One of my friends lost a brother and the other, a close friend who was handling a legal matter for him days ago. In both cases, the victims were rushed to hospitals that lacked the requisite equipment, mostly oxygen.

It's important to note that should one suspect Covid to be the problem, the first action should be which hospital to take them to.

Despite assurances from the Health ministry that there are enough beds for these patients, the opposite is the truth.

A random call to hospitals seeking to have a Covid-19 patient admitted is met with the stock reply: "We do not have enough beds."

Aga Khan was categorical that the beds are full and any extra Covid-19 patients were mostly referred to Kenyatta University Teaching, Research and Referral Hospital. The hospital is said to have more space and expertise to handle Covid-19.

Nairobi Hospital has a lot of bureaucracy, with calls dropping while Nairobi South requires almost all the patient's information given on phone. But the latter indicated they have bed space.

I've also had friends who suspect they might have had Covid-19 early in the year without knowing what it was. I was sceptical.

Suffice it to say, I was mainly thinking about how it presented in my case. But talking to my doctor later, I was shocked to learn that it is true.
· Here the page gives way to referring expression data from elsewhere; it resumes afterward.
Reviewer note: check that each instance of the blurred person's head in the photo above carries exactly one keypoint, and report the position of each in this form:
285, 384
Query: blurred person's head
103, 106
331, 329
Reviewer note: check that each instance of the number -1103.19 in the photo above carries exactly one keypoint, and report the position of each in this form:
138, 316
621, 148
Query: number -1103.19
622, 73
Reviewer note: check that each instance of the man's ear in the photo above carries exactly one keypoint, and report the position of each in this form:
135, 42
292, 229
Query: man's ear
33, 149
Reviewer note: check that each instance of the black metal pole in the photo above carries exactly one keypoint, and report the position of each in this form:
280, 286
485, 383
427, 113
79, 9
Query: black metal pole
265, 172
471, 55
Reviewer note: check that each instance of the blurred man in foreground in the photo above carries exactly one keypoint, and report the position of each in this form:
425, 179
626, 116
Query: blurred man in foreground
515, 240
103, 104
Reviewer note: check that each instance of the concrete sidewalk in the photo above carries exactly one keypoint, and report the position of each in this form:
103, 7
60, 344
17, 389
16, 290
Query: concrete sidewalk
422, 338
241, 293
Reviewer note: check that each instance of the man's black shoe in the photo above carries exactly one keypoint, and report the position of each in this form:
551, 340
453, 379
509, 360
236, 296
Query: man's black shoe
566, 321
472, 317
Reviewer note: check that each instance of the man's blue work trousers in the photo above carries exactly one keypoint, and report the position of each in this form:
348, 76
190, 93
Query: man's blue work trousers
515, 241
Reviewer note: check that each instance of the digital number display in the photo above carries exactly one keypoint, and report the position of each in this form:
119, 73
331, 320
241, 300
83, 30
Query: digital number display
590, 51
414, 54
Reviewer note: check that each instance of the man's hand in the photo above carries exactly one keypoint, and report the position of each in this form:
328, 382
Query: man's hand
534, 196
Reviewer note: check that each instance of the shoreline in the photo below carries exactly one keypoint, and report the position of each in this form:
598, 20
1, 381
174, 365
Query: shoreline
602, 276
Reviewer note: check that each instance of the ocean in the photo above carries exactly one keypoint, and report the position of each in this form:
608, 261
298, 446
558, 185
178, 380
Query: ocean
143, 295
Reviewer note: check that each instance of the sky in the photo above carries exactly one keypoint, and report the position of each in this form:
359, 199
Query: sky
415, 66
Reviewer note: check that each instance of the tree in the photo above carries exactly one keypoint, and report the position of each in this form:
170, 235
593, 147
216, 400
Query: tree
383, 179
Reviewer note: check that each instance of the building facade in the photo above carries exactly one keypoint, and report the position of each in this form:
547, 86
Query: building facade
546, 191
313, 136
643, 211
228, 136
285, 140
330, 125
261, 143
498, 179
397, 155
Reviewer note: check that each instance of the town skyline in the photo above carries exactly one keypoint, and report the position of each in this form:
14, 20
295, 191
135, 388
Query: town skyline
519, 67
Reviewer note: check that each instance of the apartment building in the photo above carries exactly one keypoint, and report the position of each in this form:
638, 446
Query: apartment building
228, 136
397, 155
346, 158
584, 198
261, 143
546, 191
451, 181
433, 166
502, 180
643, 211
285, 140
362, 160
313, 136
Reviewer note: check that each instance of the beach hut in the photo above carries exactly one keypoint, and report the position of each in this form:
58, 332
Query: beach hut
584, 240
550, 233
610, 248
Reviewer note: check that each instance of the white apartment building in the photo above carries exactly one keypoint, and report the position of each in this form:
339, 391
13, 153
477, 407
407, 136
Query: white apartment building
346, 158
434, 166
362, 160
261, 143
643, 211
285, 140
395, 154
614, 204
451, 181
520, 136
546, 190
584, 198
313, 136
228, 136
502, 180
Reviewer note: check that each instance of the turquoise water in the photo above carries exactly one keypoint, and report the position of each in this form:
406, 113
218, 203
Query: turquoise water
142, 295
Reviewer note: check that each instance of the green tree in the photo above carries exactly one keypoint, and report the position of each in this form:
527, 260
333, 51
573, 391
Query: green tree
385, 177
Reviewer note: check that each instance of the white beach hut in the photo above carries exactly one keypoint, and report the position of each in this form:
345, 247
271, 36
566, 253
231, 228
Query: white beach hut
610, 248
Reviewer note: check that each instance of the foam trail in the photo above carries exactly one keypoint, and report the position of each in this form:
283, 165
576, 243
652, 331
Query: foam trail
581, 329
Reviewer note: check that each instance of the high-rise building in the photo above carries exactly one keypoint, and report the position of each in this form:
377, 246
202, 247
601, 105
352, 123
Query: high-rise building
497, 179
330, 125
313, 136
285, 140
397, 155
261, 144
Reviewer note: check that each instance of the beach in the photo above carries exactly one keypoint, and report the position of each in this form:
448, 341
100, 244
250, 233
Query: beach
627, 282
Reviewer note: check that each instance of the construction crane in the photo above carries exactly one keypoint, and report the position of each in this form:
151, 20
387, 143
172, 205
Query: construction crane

Most of those in the 16 to 35 age bracket stand a good chance of facing the pandemic once they test positive and are asymptomatic.

She gave an example of a colleague who was in her 20s and had tested positive. She seemed least bothered and went about her duties till she tested negative. It increasingly seems that Covid-19 discriminates on grounds of age and pre-existing conditions.

So what are the lessons to be learnt as we wind up the series? That age does give you an advantage, but not necessarily immunity. That masks do save lives, especially where the elderly and other vulnerable groups are concerned. That one should not let down their guard, even where your intimate friends are concerned. Suspect everyone. And that you should observe social distancing religiously; your life depends on it.

Without sounding alarmist, there's a high probability that by the time the vaccine reaches our shores, half the country will have been infected but not tested. So just like in HIV cases, knowing your Covid-19 status should be encouraged and testing should be made cheaper and more accessible.

Mr Mbuthia, a former 'Nation' quality editor, is currently a consulting editor.